What happens when you fit a false model? Looking at the MLE estimate \(\hat{\theta} = \max_\theta \sum_{i}^{}\log f_\theta(x_i)\), as more and more data arrives, the MLE estimate converges to a point \(\theta_0\). Bayesian models with reasonable priors also result in posteriors converging to the point mass on \(\theta_0\).

Even if the model is true or not, \(\theta_0\) is the value that minimizes the KL divergence from the model to Nature's true unknown sampling distribution \(F_0(x)\).

Now, we want to update the posterior assuming the model class is not true. The speaker's main argument is that Bayesian bootstrapping can help us from going to the prior to the posterior.

Uncertainty in \(\theta_0\) stems from uncertainty in \(F_\theta(x)\). Being Bayesian, we can put a prior \(p(F)\) on this. This is the essence of Bayesian nonparametric learning, using \(p(F|x)\) to train a parametric model \(f_\theta(x)\).

If we can sample \(F\sim p(F|x)\), we can then use this to train out model:

  1. Sample a distribution function for the data from the posterior \(F^{(i)}\sim p(F|x)\). For each \(F^{(i)}\), there is no uncertainty in the corresponding optimal value \(\theta_0|F^{(i)}\).
  2. Set \(\theta^{(i)} = \text{argmax}_\theta \int \log f_\theta(x)dF^{(i)}(x)\).
  3. Repeat to get \(\theta^{(1)},\cdots,\theta^{(T)}\).

For the nonparametric model, we can use a Dirichlet Process (DP).
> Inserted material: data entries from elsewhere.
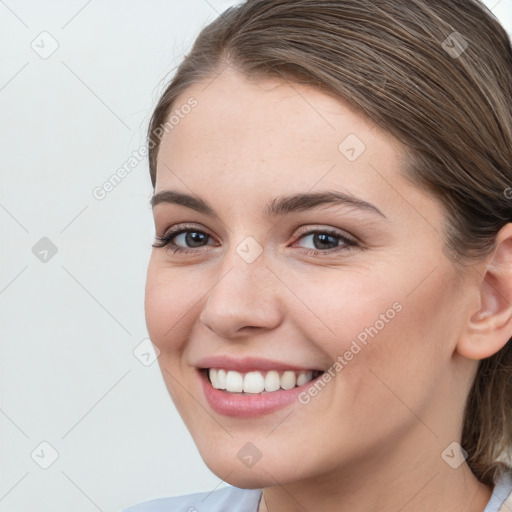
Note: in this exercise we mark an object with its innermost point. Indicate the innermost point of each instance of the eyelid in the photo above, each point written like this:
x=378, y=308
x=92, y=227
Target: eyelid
x=347, y=241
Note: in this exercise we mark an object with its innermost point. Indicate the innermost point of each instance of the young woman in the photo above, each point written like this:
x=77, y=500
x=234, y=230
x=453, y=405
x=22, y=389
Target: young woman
x=330, y=287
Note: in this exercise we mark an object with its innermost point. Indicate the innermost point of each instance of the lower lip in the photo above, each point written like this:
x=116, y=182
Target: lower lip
x=249, y=405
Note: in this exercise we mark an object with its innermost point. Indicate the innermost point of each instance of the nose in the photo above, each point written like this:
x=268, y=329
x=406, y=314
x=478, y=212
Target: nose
x=245, y=297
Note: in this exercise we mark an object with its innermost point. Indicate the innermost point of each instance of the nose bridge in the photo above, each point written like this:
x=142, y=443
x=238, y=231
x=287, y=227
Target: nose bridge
x=244, y=293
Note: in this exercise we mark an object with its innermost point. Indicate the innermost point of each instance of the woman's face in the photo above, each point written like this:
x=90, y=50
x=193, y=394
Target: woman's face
x=276, y=278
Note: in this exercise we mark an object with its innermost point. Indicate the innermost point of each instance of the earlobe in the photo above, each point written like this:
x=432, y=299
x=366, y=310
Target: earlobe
x=490, y=326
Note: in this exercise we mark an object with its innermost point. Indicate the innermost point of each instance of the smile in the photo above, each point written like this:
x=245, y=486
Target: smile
x=258, y=382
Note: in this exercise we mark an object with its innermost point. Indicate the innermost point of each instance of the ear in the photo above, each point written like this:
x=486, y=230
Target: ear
x=490, y=326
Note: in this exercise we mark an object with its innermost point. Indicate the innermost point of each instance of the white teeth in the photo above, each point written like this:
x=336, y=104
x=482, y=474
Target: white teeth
x=257, y=382
x=304, y=377
x=234, y=382
x=272, y=382
x=254, y=382
x=221, y=379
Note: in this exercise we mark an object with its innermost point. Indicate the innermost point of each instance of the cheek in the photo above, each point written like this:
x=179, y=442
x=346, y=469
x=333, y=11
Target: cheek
x=168, y=303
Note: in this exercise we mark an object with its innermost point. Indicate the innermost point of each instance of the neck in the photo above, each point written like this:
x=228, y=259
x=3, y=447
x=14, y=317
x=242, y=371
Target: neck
x=420, y=489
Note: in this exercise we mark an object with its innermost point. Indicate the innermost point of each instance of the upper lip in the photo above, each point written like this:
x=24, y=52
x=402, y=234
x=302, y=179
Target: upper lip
x=248, y=364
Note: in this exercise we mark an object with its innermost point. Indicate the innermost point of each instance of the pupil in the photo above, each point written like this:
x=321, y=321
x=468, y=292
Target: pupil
x=323, y=238
x=193, y=237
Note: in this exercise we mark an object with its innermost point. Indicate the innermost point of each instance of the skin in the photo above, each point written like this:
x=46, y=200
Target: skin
x=372, y=439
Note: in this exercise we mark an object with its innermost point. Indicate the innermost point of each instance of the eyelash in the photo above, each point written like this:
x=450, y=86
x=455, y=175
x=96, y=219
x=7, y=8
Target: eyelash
x=165, y=240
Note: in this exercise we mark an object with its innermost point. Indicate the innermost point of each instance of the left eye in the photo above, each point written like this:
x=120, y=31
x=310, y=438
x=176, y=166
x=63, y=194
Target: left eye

Taking its concentration parameter \(\alpha\to 0\) then the DP places a discrete random distribution with atoms only on the observations. This makes the optimization step above an optimization over a sum instead of an integral.
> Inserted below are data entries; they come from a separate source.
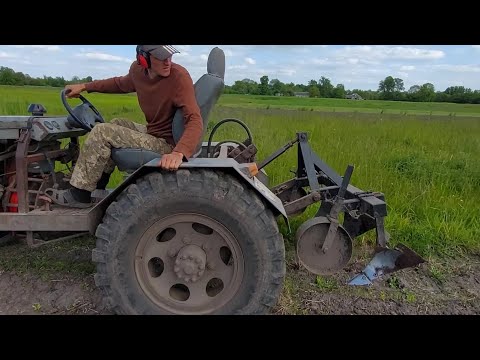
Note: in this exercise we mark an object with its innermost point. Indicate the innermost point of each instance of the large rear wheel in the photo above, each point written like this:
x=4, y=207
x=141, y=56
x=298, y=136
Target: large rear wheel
x=189, y=242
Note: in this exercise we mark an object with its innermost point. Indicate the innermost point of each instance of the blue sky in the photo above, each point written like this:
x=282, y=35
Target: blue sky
x=354, y=66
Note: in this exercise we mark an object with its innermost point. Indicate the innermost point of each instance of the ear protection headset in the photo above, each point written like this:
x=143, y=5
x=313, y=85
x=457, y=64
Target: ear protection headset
x=143, y=58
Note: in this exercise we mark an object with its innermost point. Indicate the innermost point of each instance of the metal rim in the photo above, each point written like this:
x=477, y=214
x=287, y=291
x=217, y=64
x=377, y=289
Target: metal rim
x=189, y=263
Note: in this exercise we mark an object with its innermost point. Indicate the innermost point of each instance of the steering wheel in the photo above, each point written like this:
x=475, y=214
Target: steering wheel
x=84, y=115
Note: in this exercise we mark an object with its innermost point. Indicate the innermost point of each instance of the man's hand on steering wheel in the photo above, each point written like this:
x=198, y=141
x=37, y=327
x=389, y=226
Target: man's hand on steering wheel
x=171, y=161
x=72, y=91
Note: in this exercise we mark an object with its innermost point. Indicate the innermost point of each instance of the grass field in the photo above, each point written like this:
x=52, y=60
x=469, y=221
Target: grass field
x=344, y=105
x=427, y=165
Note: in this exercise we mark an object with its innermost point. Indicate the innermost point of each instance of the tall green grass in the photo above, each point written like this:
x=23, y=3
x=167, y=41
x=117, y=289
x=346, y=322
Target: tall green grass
x=345, y=105
x=428, y=167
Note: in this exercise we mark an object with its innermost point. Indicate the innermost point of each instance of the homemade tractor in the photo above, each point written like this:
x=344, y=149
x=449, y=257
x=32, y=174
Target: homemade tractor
x=201, y=240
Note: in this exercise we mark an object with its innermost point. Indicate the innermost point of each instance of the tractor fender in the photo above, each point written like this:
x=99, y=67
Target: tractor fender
x=240, y=171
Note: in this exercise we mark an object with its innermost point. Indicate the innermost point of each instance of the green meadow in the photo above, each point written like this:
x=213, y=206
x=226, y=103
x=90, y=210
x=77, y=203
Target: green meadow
x=425, y=157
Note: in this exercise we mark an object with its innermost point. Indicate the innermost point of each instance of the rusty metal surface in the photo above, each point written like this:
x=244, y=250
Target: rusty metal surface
x=310, y=237
x=59, y=219
x=21, y=169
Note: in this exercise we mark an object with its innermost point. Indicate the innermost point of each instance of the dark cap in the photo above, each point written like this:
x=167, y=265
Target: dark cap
x=161, y=52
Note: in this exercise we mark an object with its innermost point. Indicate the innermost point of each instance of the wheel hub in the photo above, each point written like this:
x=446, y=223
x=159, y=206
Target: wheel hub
x=190, y=263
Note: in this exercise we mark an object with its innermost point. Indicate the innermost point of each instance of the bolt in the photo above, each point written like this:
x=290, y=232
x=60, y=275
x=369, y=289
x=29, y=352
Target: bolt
x=188, y=270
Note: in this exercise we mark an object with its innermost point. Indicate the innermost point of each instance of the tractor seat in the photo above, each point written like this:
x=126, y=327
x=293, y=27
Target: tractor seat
x=207, y=91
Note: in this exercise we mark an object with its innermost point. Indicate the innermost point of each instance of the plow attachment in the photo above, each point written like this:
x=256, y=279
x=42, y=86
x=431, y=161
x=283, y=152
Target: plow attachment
x=324, y=244
x=387, y=261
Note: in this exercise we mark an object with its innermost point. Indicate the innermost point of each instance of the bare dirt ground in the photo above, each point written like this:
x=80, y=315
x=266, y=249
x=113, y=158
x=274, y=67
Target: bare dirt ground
x=58, y=279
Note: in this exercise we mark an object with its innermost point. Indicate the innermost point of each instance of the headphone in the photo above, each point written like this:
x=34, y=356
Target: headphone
x=143, y=58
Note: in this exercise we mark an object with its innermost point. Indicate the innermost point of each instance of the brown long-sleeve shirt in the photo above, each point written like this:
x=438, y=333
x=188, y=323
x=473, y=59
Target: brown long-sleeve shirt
x=159, y=99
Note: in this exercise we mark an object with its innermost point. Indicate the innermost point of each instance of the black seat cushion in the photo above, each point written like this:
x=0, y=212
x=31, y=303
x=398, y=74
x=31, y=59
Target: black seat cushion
x=132, y=159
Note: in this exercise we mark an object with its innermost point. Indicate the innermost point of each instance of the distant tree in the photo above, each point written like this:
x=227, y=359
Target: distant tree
x=263, y=87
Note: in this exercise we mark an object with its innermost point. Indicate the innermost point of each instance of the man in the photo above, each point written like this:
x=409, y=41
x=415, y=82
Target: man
x=162, y=87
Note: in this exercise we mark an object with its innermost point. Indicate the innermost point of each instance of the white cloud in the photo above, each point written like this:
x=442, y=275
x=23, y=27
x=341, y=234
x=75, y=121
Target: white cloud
x=103, y=57
x=237, y=67
x=5, y=55
x=389, y=52
x=458, y=68
x=39, y=47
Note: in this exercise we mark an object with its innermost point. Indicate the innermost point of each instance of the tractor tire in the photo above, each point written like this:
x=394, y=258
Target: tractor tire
x=189, y=242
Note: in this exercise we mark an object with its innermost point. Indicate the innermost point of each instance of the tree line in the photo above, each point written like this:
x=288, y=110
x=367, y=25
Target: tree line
x=10, y=77
x=389, y=88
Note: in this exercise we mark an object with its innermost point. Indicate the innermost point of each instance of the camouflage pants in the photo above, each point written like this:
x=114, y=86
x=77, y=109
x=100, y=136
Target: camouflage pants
x=94, y=158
This is the Bayesian bootstrap.

The classical bootstrap conditions on the empirical CDF \(\hat{F}\) and looks at the distribution of the estimates of \(\hat{\theta}(x_{1:n})\) after repeated resampling from \(\hat{F}\). This captures the finite sample properties of the estimator. Compared to this, the Bayesian bootstrap draws \(F^{(i)}\sim p(F|\hat{F})\), and looks at the distribution of estimates \(\hat{\theta}(x_{1:\infty})\) under resampling - this captures the uncertainty in \(\theta_0\) that flows through \(p(F|\hat{F})\).

Now, how can be incorporate priors to the Bayesian bootstrap? We can replace the prior with synthetic samples drawn from a prior sample predictive, this is called the Posterior Bootstrap. It can also be combined with Variational Bayes, by sampling from the approximate posterior in the prior sampling step.

Because we are optimizing, we can mode jump.

Overall, this nonparametric approach aims build an uncertainty update, instead of approximating the Bayesian posterior. Both the Bayesian boostrap and traditional Bayesian inference methods aim to make inference statements about the same \(\theta_0\) that minimizes the KL divergence from the model to the true distribution.

Note that Bayesian bootstrap requires conditionally independent likelihood functions.